I postulate that the reason this attitude is so firmly established is because character death impacts the player. I don't just mean it in terms of the time and effort you have to spend to make a new character - though there definitely is that too. If you play as a character, if you try to embody them in the fiction, then consequences that impact your character naturally impact you as a player. It's a form of bleed, and it's natural. Expected. Exploitable.

But the focus on the body and the flesh, on mortality, on lethal consequences, is a byproduct of the frankly excessive focus on the dungeon as the adventure location. It is natural to default to physical consequences if your understanding of the hobby is through the lens of 6 feet square rooms and 6 miles wide hexes. It is, by and large, the only thing your players will care about.

I don't care if village #3 in hex 13.A is destroyed by the rat plague. Why would I? Why would anybody? If you play as adventurers with little to no ties to the world, frontier-bound, with more greed than common sense and the narrative support of a disinterested super-partes DM who made a sandbox for you to play with and then took a step back, then this is the default. Can you care about stuff in such a world? Sure. Is that supported? Expected? Rewarded? Debatable.

Have I ruffled enough feathers yet? Let's keep going: plot based adventures have greater breadth of stakes and thus better support player expression. The idea that player skill should be rewarded has been somewhat tied up with the idea that you shouldn't prep plots, and let characters run wild in a scenario where you limit yourself to enforcing the rules and portraying a realistic world. This in turn limits character involvement in the setting and thus limits the DM to a handful of possible consequences, such as death. It is natural then to feel like taking away such a big consequence would let the game spiral out of control.

I am here to tell you that if your players buy into the world more, if you work to establish a coherent narrative and put forward reasonable stakes, then it is possible to run a campaign that is just as interested in player expression and enforcing terrible consequences than if you run a highly lethal dungeon crawling campaign. In fact, it's easier: there are so many more levers you can pull and so many more interesting rewards and punishments you can use. You don't need to kill a character to make them suffer; it's ridiculous to even think that. Letting them live, knowing full well that the ambush that killed their little sister was something they stumbled into because of their carelessness, works just as well if not better. If a player is properly bought in to your shared world, then death might be the least worrying consequence of all.
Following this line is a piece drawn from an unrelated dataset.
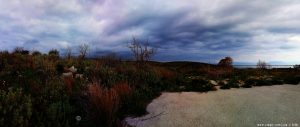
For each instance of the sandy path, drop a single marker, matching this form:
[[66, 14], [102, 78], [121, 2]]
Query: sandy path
[[226, 108]]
Of course this requires a degree of tolerance for narrative based mechanics - aka dissociated mechanics. It is possible to run a campaign with fully diegetic non-deadly consequences, but imagining the mechanical support for such a thing makes my head spin. There is space for a system that keeps the narrative components behind the DM screen and fronts only realistic outcomes to the players, but that's a fine line to walk and one I'm ultimately disinterested in - mostly because I cannot for the life of me comprehend how one can look at a fictional world and not see the seams. I digress.

The point is, I am not claiming that the perfectly coherent dungeon-heavy hexcrawling POSR mode is ineffective at what it does. I am merely saying that consequence-heavy games that prioritise player skill don't need to be sandboxes. They can be narrativist games about prepared plots, with planned story beats and involved character backstories. All you need for that to be possible is to make sure players care about the world beyond their own body.

So go forth, and play a campaign where you invest yourself in the characters' fate, flat out disallow character death, plan setpieces and dastardly plots... but still reward ingenuity, build rocks and hard places, and let the dice kill their relatives, their friends, their wards and mentors, their favorite barkeep, their dignity, their honor, their will to live.